Monday's decision by top GOP leaders to change course on the payroll tax issue still has to be sold to the House GOP caucus, which has held out for spending cuts to offset the full $160 billion package to extend the payroll tax, unemployment insurance, and "doc fix."
House GOP leader say they may schedule the payroll tax measure for a House vote later this week, “pending a conversation with our members.”
For many House conservatives, the payroll tax holiday is not, in fact, a tax cut, because the cost to the Social Security trust fund is to be fully offset by general fund tax dollars – or, given $1 trillion-plus deficits – by further borrowing.
But it is not clear how many will buck their own leadership on this issue. To Americans making $50,000 a year, a $20-a-week increase in money taken out of their paychecks will look like a tax hike – a move at odds with the GOP pledge to cut taxes.
“There is still the very real issue that we’re either taking money from the Treasury to shore up Social Security or we’re denying revenue to a program that’s going to put it in a more difficult position,” says Steve Ellis, vice president for Taxpayers for Common Sense.

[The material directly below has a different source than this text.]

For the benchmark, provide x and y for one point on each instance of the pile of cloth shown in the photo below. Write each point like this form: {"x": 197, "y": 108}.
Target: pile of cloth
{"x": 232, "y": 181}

But he adds that it’s a smart political maneuver for House Republicans, because it defuses the argument that they are opposing a tax cut. “I’m not saying it’s responsible budgeting, but it’s not bad politics,” he adds.
In the weeks of negotiations since December, both sides before Monday had appeared to be locked into nearly the same positions they were last year. Democrats still proposed paying for extending the payroll tax break by hiking taxes on incomes over $1 million – a nonstarter for Republicans committed to no tax hikes.
“This is not our first choice,” said Speaker Boehner, majority leader Eric Cantor of Virginia and majority whip Kevin McCarthy of California, in a joint statement on Monday. “In the face of the Democrats’ stonewalling and obstructionism, we are prepared to act to protect small businesses and our economy from the consequences of Washington Democrats’ political games.”
While applauding the GOP reversal on the payroll tax, the White House and Democratic leaders are urging completing negotiations on the entire package, including unemployment insurance and the Medicare doc fix.
“The Republican plan to decouple the payroll tax jeopardizes both the ability of seniors to see their Medicare doctors and benefits for millions of Americans who lost their jobs,” said House minority leader Nancy Pelosi (D) of California. “There is no reason all three of these priorities cannot proceed at the same time as both the House and Senate agreed."